In a strong bid to make public procurements transparent and corruption-free, the finance ministry has asked all arms of the government to make electronic payments to vendors of goods and services from April 1.
The Department of Expenditure has directed all ministries and departments including defence, finance and railways to ensure direct credit by electronic transfer to the specified bank account of suppliers, contractors, guarantee and loanee institutions above R25,000 for services provided to government bodies.
?The e-payment system will facilitate easier payments and bring transparency into the system,? expenditure secretary Sumit Bose told FE.
The scope of e-payments has also been expanded to include settlement of retirement benefits above R25,000 such as gratuity, commuted value of pension and leave encashment. Government servants have been allowed to choose this option for salary receipts.
The government will also enable electronically signed payment advices to financial institutions for withdrawals from the general provident fund and the central government employees group insurance scheme.
While major reform measures call for elusive political consensus, the government wants to do whatever is administratively possible to make private sector participation in government contracts hassle-free. To facilitate this, the Central Government Account (Receipts and Payments) Rules, 1983 have been amended. The ministry has issued two separate orders to facilitate electronic payments to suppliers and public servants.
The new policy is expected to cut down payment delays faced by private vendors. It is also expected to bring efficiency into the procurement programme, especially the capital-intensives ones managed by the ministries of defence and telecom.

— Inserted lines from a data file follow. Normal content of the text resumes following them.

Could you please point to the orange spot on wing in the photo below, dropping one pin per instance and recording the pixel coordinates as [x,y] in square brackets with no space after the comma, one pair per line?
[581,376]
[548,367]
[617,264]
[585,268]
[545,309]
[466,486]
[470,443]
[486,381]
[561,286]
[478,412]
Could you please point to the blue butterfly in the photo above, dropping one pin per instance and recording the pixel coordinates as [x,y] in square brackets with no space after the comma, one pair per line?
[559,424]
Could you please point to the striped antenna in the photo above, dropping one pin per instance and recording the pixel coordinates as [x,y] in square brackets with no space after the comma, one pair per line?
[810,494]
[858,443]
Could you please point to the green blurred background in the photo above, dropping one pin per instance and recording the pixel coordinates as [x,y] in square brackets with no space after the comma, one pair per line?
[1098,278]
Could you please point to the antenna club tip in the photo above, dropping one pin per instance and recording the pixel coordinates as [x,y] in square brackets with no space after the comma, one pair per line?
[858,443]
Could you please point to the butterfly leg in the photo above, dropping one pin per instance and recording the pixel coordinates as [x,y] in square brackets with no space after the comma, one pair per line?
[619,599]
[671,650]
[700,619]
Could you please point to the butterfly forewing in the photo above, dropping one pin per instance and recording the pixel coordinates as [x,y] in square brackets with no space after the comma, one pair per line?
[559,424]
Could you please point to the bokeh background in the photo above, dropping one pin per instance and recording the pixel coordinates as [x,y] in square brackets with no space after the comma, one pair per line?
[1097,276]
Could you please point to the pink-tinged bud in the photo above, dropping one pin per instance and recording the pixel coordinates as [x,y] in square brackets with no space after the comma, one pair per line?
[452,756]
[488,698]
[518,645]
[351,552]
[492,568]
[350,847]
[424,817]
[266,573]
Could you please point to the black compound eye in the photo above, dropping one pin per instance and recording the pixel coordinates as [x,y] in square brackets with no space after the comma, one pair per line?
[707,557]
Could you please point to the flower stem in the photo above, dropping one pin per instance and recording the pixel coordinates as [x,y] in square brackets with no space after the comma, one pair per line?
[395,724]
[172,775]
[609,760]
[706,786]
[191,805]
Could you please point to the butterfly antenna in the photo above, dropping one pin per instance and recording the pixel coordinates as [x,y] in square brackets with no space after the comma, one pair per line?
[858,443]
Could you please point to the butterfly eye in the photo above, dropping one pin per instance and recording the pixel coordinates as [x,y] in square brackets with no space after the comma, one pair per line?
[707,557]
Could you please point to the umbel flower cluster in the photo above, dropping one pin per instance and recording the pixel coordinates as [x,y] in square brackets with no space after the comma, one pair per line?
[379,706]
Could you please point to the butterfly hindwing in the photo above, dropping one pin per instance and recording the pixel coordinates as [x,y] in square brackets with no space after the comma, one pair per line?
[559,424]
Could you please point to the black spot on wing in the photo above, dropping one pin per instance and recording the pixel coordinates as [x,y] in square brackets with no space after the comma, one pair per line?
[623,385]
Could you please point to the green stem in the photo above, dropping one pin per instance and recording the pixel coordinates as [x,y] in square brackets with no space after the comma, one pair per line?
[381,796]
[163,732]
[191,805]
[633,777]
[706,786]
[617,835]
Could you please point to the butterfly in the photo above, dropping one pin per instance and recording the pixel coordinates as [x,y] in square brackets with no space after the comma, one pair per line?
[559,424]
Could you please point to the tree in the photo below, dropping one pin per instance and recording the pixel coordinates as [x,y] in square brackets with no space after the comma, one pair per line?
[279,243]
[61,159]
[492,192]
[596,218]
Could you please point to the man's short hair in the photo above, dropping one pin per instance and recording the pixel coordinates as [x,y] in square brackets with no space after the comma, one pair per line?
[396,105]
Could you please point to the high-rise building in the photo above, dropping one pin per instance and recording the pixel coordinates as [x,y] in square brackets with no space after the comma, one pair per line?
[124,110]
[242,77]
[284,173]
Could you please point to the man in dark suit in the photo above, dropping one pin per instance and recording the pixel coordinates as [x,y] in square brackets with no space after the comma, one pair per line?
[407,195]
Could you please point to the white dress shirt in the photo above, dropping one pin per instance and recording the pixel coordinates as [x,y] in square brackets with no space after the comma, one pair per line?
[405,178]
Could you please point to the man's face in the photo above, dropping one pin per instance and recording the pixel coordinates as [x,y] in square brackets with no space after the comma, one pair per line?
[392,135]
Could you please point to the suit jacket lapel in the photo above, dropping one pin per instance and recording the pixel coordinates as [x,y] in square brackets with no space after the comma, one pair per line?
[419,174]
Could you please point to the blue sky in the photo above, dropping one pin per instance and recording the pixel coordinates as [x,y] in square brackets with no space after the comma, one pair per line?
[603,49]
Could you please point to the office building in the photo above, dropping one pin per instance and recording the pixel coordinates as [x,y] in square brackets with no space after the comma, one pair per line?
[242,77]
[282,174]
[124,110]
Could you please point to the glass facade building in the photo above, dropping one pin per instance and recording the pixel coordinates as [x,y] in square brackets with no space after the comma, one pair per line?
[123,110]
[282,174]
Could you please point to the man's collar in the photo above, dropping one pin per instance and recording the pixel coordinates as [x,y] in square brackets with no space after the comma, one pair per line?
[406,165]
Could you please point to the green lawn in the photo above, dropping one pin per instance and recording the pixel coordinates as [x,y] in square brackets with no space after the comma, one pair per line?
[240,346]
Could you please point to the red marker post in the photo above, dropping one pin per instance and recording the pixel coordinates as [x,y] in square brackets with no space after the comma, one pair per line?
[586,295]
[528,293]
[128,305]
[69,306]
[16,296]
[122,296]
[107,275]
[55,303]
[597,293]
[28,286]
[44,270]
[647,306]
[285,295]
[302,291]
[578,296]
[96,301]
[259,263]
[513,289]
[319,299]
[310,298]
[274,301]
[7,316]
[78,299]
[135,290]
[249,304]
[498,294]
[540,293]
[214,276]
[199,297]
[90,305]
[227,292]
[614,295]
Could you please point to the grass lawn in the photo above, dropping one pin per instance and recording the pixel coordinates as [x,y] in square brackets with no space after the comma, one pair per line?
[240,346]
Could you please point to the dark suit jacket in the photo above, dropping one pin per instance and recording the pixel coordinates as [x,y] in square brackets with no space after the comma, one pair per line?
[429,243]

The government will be spending close to Rs 15 lakh crore this fiscal, two-thirds of which is for making interest and subsidy payments and for running the state machinery (non-Plan spending). The rest is for various Plan projects and for central assistance to state projects.
The shift to e-payments is in line with the government’s move to extend the Unique Identification Authority of India’s (UIDAI) Aadhaar-enabled payments for various government schemes in at least 50 selected districts within the next six months. Under Aadhaar-enabled payments, subsidies are directly transferred to the beneficiary’s bank accounts. The Aadhaar platform is also expected to cover direct payments under the rural employment guarantee scheme, old age, widow and disability pensions and scholarships in selected areas.